A statement of claim is being finalised in relation to more than 1,100 cases taken to date by homeowners and others whose properties have been affected by defective mica blocks.
International experts are assisting in preparing the statement of claim, expected to be delivered by the end of this month after which the High Court will be asked to case manage the complex litigation.
Dave Coleman, whose firm Coleman Legal Partners is handling the cases, told The Irish Times on Friday: “We look forward to delivering the statement of claim, which is in the process of finalisation. We will be applying to court, in conjunction with the defendants, to manage the cases properly through the court systems given the breadth of the litigation and the obvious stress on the court system which should be avoided.”
The cases lodged so far involve about 1,400 plaintiffs but it is anticipated, by the end of this year, that number could rise to some 2,000 people whose properties have been affected by defective mica blocks.
Cases continued to be lodged in the wake of Government approval last July of legislation of a €2.7 billion State grant scheme to address the problems. The Defective Concrete Blocks Grant Scheme provides, among other things, for 100 per cent grants, subject to a maximum €420,000 per dwelling if a home has to be completely rebuilt and will apply to some 7,000 homes in counties Donegal, Mayo, Sligo, Tipperary, Clare and Limerick.

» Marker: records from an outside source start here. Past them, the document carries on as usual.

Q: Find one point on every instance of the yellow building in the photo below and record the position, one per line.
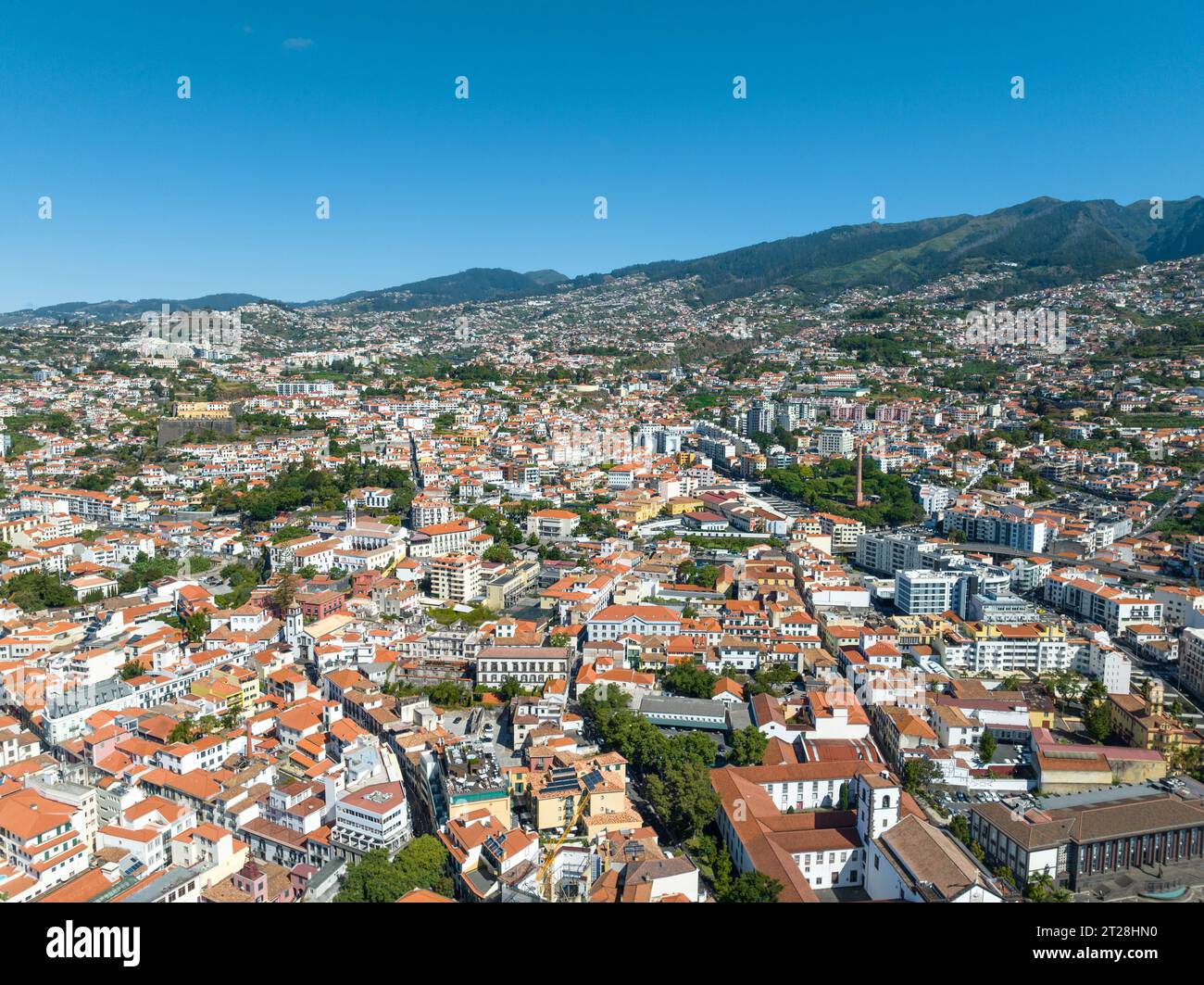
(1143, 723)
(201, 410)
(679, 505)
(555, 794)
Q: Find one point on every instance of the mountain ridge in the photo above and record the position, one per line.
(1048, 240)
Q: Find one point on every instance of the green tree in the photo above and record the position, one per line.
(182, 731)
(686, 678)
(510, 688)
(682, 795)
(747, 746)
(987, 744)
(959, 827)
(919, 773)
(751, 888)
(131, 668)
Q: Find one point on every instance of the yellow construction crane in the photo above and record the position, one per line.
(390, 566)
(545, 876)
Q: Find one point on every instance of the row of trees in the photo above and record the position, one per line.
(421, 864)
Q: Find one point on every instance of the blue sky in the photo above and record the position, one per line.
(160, 196)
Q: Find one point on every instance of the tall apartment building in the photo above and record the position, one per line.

Minister for Housing Darragh O’Brien has said the scheme, which some say could ultimately cost up to €3.65 billion, will take several years to complete .
Campaigners for redress have complained the scheme is inadequate and will not meet the full costs of rebuilding or remediating homes. Other concerns include that it excludes commercial buildings and residents of Northern Ireland who own holiday homes in Co Donegal.
Republic of Ireland national football team manager Stephen Kenny and his wife, Siobhán, who own a holiday home at Fahan, outside Buncrana, on the Inishowen peninsula, are among those who have lodged actions over the defective blocks issue.
The High Court cases are expected to claim compensation between the payment amounts that the Government has committed to and any shortfall incurred by property owners in rebuilding or remediating their homes.
The cases are against Cassidy Brothers, a large supplier of concrete in Co Donegal; Donegal County Council and the National Standards Authority of Ireland, the State agency responsible for setting standards for construction products.
Following service of the statement of claim, likely to be wide ranging and technical, the defendants will deliver defences.
Cassidy Brothers previously said in a statement that it “has always adhered rigidly to the industry standards set down by Government and regulatory bodies in the manufacturing of all products”. The firm’s products “always met all of the required standards at the point of manufacture”, the statement said.
Given the scale of the litigation, it is expected a number of lead or pathfinder cases will be selected for the purpose of determining the core issues. If the litigation goes to hearing, legal sources say it could take years, noting that a number of separate cases relating to liability for properties affected by pyrite were subject of lengthy hearings and appeals in past years.